Jueves, 09 de Junio de 2005
Emma Bovary
Mucho se ha dicho acerca de la señora Bovary. Que si padece de histeria, que si está enferma de melancolía, que si simboliza el tedio de la pequeña burguesía. Lo cierto es que su padecimiento (producido por el insoportable defasaje entre sus anhelos y la realidad) sigue resonando en los lectores, devenidos ahora espectadores, a más de un siglo y medio de la publicación de la novela. La realidad es demasiado triste para Emma, es demasiado poco. Su vida es una sucesión de trivialidades en la que ningún sueño es alcanzable.
Ana María Bovo nos introduce en el mundo creado por Flaubert a partir de su técnica de narración oral. Para ello crea una situación que funciona como excusa para el desarrollo del relato: un grupo de cantantes se encuentran para ensayar Lucia de Lamermoor, ópera a cuya representación asistió Emma. De hecho, esa fue la única vez que la señora Bovary fue al teatro. Tomando este evento como bisagra, el coro comienza a relatar la vida de su desdichada espectadora.
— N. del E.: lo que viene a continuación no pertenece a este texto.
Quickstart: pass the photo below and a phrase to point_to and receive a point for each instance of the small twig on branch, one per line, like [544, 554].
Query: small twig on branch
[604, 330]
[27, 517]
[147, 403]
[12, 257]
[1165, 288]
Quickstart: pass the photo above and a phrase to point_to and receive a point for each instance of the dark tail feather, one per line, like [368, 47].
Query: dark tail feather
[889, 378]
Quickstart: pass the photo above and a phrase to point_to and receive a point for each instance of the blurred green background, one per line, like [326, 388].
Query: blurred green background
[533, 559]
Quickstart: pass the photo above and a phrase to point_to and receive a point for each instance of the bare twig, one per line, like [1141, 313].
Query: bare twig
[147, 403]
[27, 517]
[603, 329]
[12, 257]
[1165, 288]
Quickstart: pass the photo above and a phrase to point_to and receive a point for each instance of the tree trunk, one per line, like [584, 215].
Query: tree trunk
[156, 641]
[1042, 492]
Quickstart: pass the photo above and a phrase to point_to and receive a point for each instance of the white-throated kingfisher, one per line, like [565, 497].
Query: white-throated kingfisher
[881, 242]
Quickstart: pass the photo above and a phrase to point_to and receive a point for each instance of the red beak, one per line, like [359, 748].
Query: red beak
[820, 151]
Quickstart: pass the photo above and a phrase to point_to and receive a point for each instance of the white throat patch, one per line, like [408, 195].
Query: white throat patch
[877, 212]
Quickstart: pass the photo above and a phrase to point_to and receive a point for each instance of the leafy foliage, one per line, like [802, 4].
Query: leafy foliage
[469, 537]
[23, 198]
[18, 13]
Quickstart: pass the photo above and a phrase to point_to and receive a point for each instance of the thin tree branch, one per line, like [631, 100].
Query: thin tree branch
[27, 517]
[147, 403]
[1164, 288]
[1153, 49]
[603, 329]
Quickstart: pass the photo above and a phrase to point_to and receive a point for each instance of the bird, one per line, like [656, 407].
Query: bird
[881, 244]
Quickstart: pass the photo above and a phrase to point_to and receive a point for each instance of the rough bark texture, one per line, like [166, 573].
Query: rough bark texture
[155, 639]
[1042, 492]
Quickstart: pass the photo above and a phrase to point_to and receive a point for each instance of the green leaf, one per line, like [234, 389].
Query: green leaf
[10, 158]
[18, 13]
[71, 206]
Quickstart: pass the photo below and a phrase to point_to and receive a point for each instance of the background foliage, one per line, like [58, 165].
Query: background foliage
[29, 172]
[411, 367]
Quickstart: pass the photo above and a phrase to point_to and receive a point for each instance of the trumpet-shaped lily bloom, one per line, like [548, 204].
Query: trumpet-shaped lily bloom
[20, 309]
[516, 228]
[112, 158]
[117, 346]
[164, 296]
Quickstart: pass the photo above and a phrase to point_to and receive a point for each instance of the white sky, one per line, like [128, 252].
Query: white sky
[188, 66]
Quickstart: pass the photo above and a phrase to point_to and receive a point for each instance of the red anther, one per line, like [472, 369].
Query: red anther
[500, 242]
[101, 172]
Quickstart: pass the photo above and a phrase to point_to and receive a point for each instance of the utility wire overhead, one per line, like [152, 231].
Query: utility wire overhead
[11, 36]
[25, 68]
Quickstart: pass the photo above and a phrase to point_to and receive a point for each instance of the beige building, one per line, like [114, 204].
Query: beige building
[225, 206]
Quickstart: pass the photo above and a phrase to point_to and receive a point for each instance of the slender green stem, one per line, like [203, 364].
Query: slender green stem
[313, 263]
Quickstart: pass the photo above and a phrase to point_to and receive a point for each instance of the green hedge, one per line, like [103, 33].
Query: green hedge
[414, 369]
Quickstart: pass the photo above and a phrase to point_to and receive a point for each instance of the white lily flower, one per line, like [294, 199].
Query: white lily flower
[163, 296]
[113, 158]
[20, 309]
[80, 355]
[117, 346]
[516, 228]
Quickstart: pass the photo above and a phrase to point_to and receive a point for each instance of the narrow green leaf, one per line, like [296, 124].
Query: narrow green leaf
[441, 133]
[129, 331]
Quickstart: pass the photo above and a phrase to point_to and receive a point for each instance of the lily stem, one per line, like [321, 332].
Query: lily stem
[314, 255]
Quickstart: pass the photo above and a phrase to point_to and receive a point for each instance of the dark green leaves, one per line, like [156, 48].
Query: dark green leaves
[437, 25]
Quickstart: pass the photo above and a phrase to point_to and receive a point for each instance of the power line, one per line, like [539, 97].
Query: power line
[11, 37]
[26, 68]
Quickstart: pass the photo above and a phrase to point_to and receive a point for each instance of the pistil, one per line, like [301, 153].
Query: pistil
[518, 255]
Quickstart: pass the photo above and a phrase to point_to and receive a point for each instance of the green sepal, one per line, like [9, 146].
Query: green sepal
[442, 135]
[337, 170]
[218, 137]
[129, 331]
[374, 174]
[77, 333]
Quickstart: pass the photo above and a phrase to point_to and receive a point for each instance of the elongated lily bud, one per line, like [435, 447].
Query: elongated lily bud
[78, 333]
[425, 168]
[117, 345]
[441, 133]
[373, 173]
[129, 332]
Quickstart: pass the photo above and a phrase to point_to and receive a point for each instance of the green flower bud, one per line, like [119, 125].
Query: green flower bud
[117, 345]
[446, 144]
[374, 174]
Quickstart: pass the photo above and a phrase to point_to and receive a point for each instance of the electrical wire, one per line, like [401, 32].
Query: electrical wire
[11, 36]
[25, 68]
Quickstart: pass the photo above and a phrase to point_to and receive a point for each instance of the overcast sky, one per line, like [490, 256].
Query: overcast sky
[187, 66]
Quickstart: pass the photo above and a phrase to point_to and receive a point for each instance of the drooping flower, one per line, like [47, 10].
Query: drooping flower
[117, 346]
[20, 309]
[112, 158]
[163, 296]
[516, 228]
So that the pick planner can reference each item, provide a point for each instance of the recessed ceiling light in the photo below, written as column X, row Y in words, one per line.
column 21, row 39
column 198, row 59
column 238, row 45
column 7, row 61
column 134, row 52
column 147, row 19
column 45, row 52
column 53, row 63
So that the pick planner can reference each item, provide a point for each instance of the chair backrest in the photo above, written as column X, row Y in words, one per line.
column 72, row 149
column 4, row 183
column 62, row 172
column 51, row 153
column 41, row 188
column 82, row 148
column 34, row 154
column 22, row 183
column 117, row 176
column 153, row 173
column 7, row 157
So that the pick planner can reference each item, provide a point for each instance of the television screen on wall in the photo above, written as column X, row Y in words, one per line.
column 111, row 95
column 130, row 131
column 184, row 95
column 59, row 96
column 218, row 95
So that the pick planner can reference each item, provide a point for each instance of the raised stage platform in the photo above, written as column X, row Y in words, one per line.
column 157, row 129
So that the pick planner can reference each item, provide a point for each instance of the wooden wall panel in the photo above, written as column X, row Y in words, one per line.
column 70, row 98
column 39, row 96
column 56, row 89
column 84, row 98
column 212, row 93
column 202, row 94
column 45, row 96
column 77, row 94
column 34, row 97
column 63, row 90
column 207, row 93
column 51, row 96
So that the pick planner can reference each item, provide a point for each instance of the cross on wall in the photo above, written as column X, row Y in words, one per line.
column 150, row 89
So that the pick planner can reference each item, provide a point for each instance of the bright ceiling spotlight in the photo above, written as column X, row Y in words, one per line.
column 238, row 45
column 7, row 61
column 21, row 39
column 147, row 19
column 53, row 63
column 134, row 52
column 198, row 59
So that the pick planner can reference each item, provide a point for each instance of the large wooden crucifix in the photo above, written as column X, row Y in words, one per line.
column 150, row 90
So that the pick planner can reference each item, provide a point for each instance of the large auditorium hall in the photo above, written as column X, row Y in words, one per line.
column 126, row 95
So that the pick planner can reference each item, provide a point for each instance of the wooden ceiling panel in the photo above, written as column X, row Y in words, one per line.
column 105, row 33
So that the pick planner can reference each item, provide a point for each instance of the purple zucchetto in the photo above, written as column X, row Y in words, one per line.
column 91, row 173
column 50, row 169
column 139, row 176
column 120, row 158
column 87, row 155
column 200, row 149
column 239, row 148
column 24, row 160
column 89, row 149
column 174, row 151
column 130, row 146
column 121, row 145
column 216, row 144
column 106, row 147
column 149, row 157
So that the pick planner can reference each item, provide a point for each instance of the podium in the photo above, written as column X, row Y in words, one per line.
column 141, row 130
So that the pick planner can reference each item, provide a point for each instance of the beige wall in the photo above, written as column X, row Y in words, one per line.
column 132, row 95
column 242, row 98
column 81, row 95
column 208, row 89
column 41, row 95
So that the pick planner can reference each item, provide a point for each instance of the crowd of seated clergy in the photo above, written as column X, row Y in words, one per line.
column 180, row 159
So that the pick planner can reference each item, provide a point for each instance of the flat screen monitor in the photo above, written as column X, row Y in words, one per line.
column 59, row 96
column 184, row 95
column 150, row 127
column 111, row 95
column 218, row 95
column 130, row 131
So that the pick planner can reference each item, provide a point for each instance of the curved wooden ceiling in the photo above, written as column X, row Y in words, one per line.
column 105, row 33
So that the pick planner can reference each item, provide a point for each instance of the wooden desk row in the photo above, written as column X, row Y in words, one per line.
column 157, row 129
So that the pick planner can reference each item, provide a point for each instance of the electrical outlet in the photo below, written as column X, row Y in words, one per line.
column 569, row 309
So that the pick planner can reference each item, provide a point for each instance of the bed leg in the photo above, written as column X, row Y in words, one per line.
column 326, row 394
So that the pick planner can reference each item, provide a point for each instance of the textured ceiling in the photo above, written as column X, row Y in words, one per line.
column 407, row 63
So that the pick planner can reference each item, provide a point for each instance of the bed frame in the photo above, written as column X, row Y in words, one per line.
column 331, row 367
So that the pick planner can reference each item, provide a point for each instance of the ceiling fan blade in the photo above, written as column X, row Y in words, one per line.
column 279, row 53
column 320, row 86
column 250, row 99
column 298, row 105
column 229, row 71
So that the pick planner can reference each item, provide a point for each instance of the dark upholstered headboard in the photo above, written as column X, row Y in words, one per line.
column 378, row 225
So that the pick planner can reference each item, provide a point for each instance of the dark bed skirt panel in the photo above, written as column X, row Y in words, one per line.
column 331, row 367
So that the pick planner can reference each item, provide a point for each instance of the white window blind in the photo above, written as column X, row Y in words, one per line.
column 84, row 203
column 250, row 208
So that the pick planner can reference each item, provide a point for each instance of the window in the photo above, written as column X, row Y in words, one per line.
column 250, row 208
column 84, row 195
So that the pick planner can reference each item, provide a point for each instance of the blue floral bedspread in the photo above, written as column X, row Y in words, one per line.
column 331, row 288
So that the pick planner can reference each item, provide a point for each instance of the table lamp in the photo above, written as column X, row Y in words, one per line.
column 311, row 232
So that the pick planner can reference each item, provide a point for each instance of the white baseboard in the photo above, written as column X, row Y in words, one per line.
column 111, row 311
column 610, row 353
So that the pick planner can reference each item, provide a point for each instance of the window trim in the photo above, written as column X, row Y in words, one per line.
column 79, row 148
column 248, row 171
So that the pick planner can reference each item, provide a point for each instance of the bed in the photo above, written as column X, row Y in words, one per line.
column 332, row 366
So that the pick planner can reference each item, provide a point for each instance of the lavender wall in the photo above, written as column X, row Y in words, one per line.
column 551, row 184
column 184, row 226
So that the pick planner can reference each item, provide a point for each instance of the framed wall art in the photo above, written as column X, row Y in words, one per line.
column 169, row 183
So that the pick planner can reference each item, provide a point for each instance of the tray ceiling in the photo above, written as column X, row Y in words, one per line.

Las siete actrices se relatan a sí mismas las desventuras de la joven esposa del doctor Bovary formando un grupo confidente que se explaya hacia la platea, involucrando a los espectadores. Como integrantes del coro, todas comienzan teniendo el mismo peso, algunas se involucran con los personajes alternativamente, imitan sus gestos y sus formas de decir. Esto produce un increscendo cuyo punto culminante es el rol interpretado magníficamente por Julieta Díaz, quien se identifica tanto con Emma que pasa a ocupar su lugar exclusivamente. La coincidencia entre su personaje y el de Madame Bovary, que comienza cuando la actriz le presta su voz, luego su cuerpo y más tarde termina por comprometerla totalmente, coincide con la densidad que van adquiriendo los acontecimientos en los que ésta última se hunde hasta la aniquilación.
La adaptación conserva casi intacto el texto de Flaubert, con los obvios recortes que impone la duración del espectáculo. Algunos pasajes se conservan en francés, utilizado con exclusividad por la directora del coro, y que funciona como interesante contrapunto al aportar la consabida musicalidad del idioma.
La escenografía está construida con pocos pero bien aprovechados elementos: un piso que simula ser de mármol blanco y negro, un pasillo de tierra (que simboliza la vida provinciana que Emma detesta), varios taburetes. Pero los objetos que adquieren mayor relevancia son dos: el piano, instrumento al que han estado ligadas generaciones de mujeres de buena familia y pocas ocupaciones, que es llevado de un lado a otro del escenario por las actrices, cual si fuera una pesada carga, y una lámpara de cristales que representa esa vida llena de aventuras y lujo que desciende y asciende nuevamente, conforme a los ensueños de la señora Bovary.
El manejo del espacio se completa merced a una excelente iluminación y al acertado desplazamiento de actrices y objetos a lo largo de la pieza. Se destaca también el diseño de vestuario, que conjuga la liviandad de las enaguas con la opresión de los corsettes.
Pero lo más interesante es corroborar con qué eficacia la narración de la novela consigue reconstruir la melancolía que padece la joven campesina normanda. Todo en la puesta confluye para reforzar este sentimiento. Es admirable cómo, tanto actrices como espectadores van ingresando en el universo de Emma, al punto de volverlo propio, identificación mediante. Así, un mundo construido a partir de un relato se transforma en sensaciones, sentimientos, imágenes, convirtiendo a la puesta en una ceremonia en la que, casi de manera imperceptible, la palabra, siempre una mediatización y un distanciamiento, comienza siendo externa para terminar haciéndose carne.